I’m home sick from work today, so I’ll use this time to update my blog. I have a few piles of pictures/recipes to post that have been piling up.

A while back I made some tomato focaccia from the tomatoes I grew on my balcony! That plant grew loads of tomatoes, but I’ve been negligent in watering it as of late. I’m surprised it STILL has tomatoes on it.

I used this basic yeast dough recipe I use for EVERYTHING. Pizza, bread sticks, focaccia, etc. I’m not sure where I got the recipe, but it works and I always end up with a nice chewy moist dough. S’how I likes it.

You’ll need:

1 1/4 cup warm water

2 1/2 tsp yeast

1 tbsp sugar or honey

1 tsp salt

1 tbsp olive oil

2 – 2 1/2 cups flour

1 tbsp finely chopped rosemary from your porch garden

A big ol handful of tomatoes from your porch garden 😛

Store bought tomatoes and dried rosemary are FINE.

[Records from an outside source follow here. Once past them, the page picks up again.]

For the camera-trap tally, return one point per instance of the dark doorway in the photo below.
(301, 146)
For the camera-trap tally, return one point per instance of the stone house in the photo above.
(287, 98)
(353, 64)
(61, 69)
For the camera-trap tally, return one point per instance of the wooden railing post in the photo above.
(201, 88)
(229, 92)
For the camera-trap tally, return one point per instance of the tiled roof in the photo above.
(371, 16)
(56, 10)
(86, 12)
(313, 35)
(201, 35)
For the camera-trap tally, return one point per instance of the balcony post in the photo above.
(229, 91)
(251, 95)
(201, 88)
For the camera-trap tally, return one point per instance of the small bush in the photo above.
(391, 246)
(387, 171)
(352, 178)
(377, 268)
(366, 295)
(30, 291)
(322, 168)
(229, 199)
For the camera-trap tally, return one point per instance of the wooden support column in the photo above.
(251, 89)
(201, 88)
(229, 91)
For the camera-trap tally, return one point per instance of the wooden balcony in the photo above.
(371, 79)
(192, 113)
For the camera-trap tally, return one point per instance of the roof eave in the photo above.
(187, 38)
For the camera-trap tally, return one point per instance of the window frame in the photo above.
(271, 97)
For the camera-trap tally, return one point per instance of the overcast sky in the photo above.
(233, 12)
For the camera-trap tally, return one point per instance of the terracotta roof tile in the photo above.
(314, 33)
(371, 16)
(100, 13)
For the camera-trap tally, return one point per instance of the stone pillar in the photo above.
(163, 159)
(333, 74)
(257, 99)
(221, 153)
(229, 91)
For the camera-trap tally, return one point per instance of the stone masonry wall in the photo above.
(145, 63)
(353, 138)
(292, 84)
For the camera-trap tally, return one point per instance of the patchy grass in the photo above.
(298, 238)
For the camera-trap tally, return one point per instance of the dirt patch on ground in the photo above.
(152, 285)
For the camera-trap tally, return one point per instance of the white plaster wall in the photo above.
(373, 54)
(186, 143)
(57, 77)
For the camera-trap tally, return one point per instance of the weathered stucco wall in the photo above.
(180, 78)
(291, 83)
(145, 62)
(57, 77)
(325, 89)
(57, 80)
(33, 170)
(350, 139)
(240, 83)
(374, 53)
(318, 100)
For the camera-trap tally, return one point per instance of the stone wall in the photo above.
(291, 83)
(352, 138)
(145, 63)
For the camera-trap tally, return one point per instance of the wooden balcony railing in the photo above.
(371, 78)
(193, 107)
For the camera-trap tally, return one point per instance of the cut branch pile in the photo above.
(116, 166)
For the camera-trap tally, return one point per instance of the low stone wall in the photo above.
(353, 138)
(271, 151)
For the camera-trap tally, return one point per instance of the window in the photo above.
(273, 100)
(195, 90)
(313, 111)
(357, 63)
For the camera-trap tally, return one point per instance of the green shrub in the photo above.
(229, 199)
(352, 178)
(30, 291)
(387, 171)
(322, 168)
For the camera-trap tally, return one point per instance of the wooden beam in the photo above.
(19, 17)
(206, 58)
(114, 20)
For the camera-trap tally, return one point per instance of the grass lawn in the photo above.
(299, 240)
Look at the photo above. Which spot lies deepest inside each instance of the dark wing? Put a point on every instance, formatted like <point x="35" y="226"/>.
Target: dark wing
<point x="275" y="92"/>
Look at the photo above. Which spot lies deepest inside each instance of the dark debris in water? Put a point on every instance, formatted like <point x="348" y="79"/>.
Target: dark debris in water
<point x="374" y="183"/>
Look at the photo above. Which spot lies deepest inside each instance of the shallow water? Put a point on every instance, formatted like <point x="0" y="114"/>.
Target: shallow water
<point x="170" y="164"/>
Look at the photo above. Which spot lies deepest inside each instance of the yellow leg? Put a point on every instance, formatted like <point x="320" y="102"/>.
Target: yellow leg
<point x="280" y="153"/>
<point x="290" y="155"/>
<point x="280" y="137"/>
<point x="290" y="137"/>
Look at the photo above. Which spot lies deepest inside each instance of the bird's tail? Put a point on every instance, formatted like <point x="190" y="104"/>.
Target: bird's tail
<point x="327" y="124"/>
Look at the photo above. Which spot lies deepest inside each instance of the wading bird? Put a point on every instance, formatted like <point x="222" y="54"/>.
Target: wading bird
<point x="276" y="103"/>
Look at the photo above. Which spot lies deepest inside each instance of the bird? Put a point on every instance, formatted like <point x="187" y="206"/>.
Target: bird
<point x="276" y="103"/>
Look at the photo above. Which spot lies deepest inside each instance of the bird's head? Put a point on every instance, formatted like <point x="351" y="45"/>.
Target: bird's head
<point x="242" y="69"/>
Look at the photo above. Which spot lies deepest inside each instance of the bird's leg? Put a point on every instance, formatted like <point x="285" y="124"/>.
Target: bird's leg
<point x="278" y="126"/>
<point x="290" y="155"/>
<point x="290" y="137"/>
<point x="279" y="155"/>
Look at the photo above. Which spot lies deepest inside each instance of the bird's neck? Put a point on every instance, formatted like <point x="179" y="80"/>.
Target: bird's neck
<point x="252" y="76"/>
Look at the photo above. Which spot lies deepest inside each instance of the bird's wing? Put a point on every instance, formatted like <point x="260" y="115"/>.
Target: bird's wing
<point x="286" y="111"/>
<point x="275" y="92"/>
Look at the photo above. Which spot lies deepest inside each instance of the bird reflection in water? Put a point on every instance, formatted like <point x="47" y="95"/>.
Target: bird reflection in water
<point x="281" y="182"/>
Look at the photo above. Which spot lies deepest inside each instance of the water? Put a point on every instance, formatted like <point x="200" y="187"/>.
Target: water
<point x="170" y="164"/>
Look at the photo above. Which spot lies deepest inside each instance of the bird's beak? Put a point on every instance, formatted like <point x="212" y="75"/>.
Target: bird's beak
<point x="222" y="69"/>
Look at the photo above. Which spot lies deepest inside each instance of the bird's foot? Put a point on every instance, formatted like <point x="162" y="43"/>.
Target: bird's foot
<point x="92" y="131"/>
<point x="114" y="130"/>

Dissolve the water, yeast and honey in a standing mixer bowl (or in an olde fashioned regular bowl). Add the flour, rosemary, salt and oil and begin mixing until it becomes a soft, bouncy dough. (Sometimes when I make this recipe it goes wonderfully, other times I have to add more flour. So don’t panic if it’s sticky, just add little by little until you’ve got a stiffer dough.)

Allow the dough to rise covered for about 30 minutes. More or less depending on the time you have. This is a very forgiving recipe.

Preheat yo oven to 400 degrees.

Once you’ve risen the dough, put in a well oiled baking vessel of your choice. This recipe perfectly fits in a 1/4 sheet pan. But if you have to use  a brownie pan/pie plate/muffin tin or want to make a free form loaf, feel free! I’ve used stranger things. Lightly (or heavily) oil the top of the dough and press in with your fingers all over. Think of it like docking a pastry dough, but thicker and mushier. You’re trying to make different textures and crevasses for oil/flavours to go. Press in the tomato halves all over the dough.

It looka likea this.

Sprinkle with a little kosher or sea salt if you feel like it and bake until golden brown.

Likea this!

Then slice and enjoy with a well aged balsamic and some good olive oil 🙂

We ate the WHOLE bread in one sitting.